When This Trade Makes Sense

We like this setup when there's no strong expectation of a significant upside rally, but also no urgency to unwind BTC exposure. Here's why:

  • Downside is unaffected: If BTC dumps, we simply repay what we borrowed + interest.
  • Upside is capped: We sacrifice potential gains above the strike, but in this scenario, we don’t own BTC anyway, so that upside isn’t truly ours to begin with.
  • Premium acts as yield: In flat or mildly bearish markets, we earn incremental yield on BTC exposure we don’t even fund directly.

This structure creates asymmetric optionality: we earn in neutral-to-bearish markets, while having limited pain if BTC rips — provided we manage risk proactively.

When This Trade Can Go Wrong

While selling calls against borrowed BTC can be structurally appealing in range-bound or declining markets, the risk profile changes drastically if BTC rallies hard.

If BTC rises above the strike price (e.g., to $120,000 while our strike is $110,000), the option gets exercised and we owe the difference in cash — $100 in this case. That’s manageable. But:

  • We don’t own the BTC — we borrowed it.
  • We must return 0.01 BTC, now worth $1,200, not the $1,080 it was at entry.
  • Plus, we’re paying interest on the BTC loan during the holding period.

Yes, we can roll the option up and forward, but if the rally is fast or continuous, this becomes expensive and hard to sustain.

Roll-forward: The Tactical Adjustment

If BTC approaches or breaches the strike before expiry, we can roll the call forward:

  • Buy back the current option (at a loss)
  • Sell a new call at a later expiry — potentially at a higher strike
  • Capture more premium and defer obligation

This defers loss realization and potentially recovers it over time — a classic theta farming tactic.

Why It’s Not Truly “Covered”

Let’s be precise: a covered call requires that you own the underlying asset (BTC). In our case:

  • We borrow BTC — we don’t control it fully
  • The debt remains even after the option expires
  • If BTC rallies hard, we face repayment risk at high prices

So while the structure resembles a covered call, it’s closer to a short BTC position with a cash-settled call overlay.

Alternative: Borrowing Stablecoins Instead

One arguably cleaner alternative would be:

  1. Borrow USDC or USDT against ETH or BTC
  2. Use that to buy BTC outright
  3. Sell a true covered call against it

This shifts the exposure from a BTC liability to a stable-coin liability, which:

  • Makes P&L easier to track
  • Lets us own the BTC
  • Still gives us access to yield via covered calls

However, this invites another question:

Why not just use margin accounts from brokers or exchanges?

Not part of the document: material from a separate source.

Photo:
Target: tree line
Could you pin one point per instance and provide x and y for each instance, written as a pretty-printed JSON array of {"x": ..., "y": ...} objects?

That’s valid — platforms like Binance or Deribit offer margin functionality that accomplishes similar goals, often with tighter integrations and better liquidity.

The Bigger Picture: Crypto Borrowing and DeFi

The broader insight here is that crypto borrowing is a rich, under-explored domain.

It powers:

  • Staking and yield farming
  • Liquidity provision in DeFi protocols
  • Cross-asset hedging
  • Capital-efficient options strategies like ours

As Terramatris continues exploring multi-asset, multi-platform yield generation, crypto collateralized borrowing remains one of the most flexible primitives available.

Final Thought

This approach is worth exploring only when upside explosion seems unlikely and there’s room to roll or unwind gradually. While it might look attractive due to its yield component and downside neutrality, the tail risk in a bullish breakout is real and potentially severe.

We include trades like this in our playbook not because they're “safe,” but because they challenge assumptions, expand strategic thinking, and reflect how crypto’s flexibility can be both a tool and a trap — depending on execution and timing.